Focus on the paragraph I placed in bold. The conservative position is questionable at best. The liberal position is simply not logical. Lack of competition is not the issue.
The performance of private insurance companies is based on a market that is flawed; especially all the elements of adverse selection (people in need of health care enrolling and healthy people not enrolling). A government-run option would not change that. If insurers are making little or no money at current premiums, a government plan would have the same costs and would have the same premiums or lose money. While the government could claim to be non-profit, that does not change the basic costs associated with the health care services incurred by the insured or the related administrative costs.
The only way a public option could have lower health care costs is by using some form of rationing care or by enrolling a greater portion of the healthy population.

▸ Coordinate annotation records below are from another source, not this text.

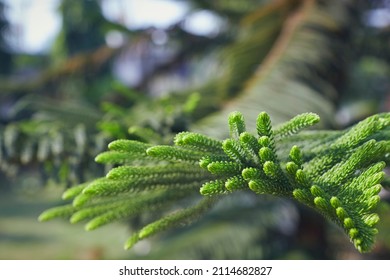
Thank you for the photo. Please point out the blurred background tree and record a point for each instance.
(117, 69)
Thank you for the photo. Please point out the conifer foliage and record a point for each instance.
(337, 173)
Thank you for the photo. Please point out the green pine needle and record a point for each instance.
(338, 174)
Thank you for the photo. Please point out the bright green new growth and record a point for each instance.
(336, 173)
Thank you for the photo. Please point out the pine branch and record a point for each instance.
(337, 174)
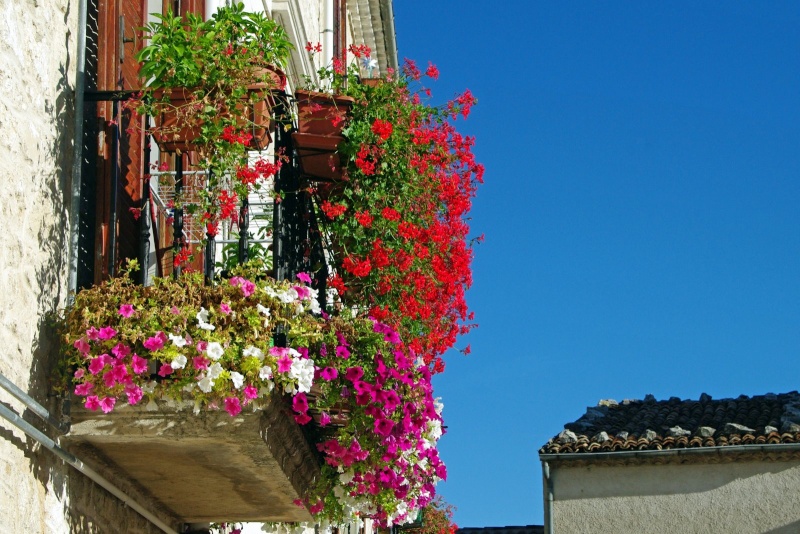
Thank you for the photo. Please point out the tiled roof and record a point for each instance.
(673, 424)
(528, 529)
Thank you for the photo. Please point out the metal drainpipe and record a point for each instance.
(77, 151)
(51, 445)
(12, 417)
(548, 498)
(327, 32)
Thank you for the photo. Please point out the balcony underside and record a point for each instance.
(206, 467)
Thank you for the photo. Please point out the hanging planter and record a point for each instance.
(320, 119)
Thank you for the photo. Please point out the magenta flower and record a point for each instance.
(138, 364)
(383, 427)
(106, 333)
(329, 373)
(120, 350)
(134, 394)
(200, 363)
(92, 403)
(155, 342)
(324, 419)
(284, 363)
(303, 293)
(300, 403)
(107, 404)
(233, 406)
(82, 345)
(247, 287)
(109, 379)
(97, 364)
(354, 373)
(84, 389)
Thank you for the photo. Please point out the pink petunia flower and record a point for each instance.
(134, 394)
(233, 406)
(329, 373)
(92, 403)
(84, 389)
(300, 403)
(138, 364)
(97, 364)
(107, 333)
(107, 404)
(284, 363)
(120, 350)
(82, 345)
(155, 342)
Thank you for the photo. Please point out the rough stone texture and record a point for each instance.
(257, 462)
(752, 497)
(37, 51)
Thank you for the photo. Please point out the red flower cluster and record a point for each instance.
(382, 129)
(233, 136)
(412, 177)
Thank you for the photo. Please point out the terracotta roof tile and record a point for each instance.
(675, 423)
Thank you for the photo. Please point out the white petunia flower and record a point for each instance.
(214, 370)
(178, 341)
(205, 384)
(179, 362)
(265, 373)
(214, 350)
(253, 351)
(237, 379)
(202, 320)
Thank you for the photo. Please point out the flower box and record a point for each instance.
(207, 466)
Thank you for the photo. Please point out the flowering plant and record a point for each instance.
(208, 85)
(369, 395)
(396, 221)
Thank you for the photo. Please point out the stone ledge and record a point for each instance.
(206, 467)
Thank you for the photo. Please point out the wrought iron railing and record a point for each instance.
(295, 241)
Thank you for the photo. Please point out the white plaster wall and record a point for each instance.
(37, 64)
(761, 497)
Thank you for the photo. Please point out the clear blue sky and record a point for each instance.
(641, 212)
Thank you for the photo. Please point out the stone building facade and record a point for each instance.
(39, 45)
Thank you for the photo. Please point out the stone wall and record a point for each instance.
(37, 65)
(693, 498)
(38, 492)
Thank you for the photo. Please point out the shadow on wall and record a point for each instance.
(667, 479)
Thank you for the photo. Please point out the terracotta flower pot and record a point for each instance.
(176, 129)
(321, 113)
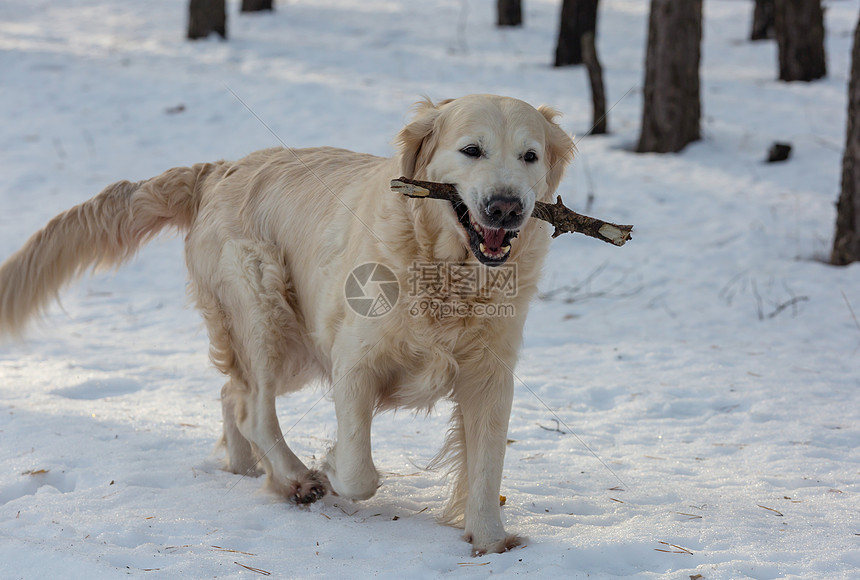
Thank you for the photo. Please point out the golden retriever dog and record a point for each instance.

WASHINGTON — The latest turmoil in health insurance marketplaces created by the Affordable Care Act has emboldened advocates on both sides of the political spectrum, providing ammunition to conservatives who want to shrink the federal role and liberals who want to expand it.
UnitedHealth Group rattled federal officials when it announced last week that it was losing money in the insurance exchanges, saw no reason to expect improvements in 2016 and might pull out in 2017. Those concerns followed the collapse of 12 of the 23 nonprofit insurance cooperatives created with federal loans under the health law.
In addition, insurance markets in many states are unstable. Premiums are volatile. Insurers say their new customers have been sicker than expected. And the law is as divisive as ever. In the latest poll by the Kaiser Family Foundation, people reporting unfavorable views of the law outnumbered those with favorable ones, 45 percent to 38 percent.
Conservatives take the trends as confirmation of their pessimistic forecasts, another reason to repeal as much of the Affordable Care Act as they can. Liberals, on the other hand, say the uneven performance of private insurers strengthens the case they made unsuccessfully in 2009-10 for a “public option” — a government-run health plan that would compete with private insurers.
Though it still represents just a small portion of the privately insured marketplace, Affordable Care Act exchange business was unprofitable for most health insurers in 2014 and will likely be in 2015, according to a new report from Standard & Poor’s.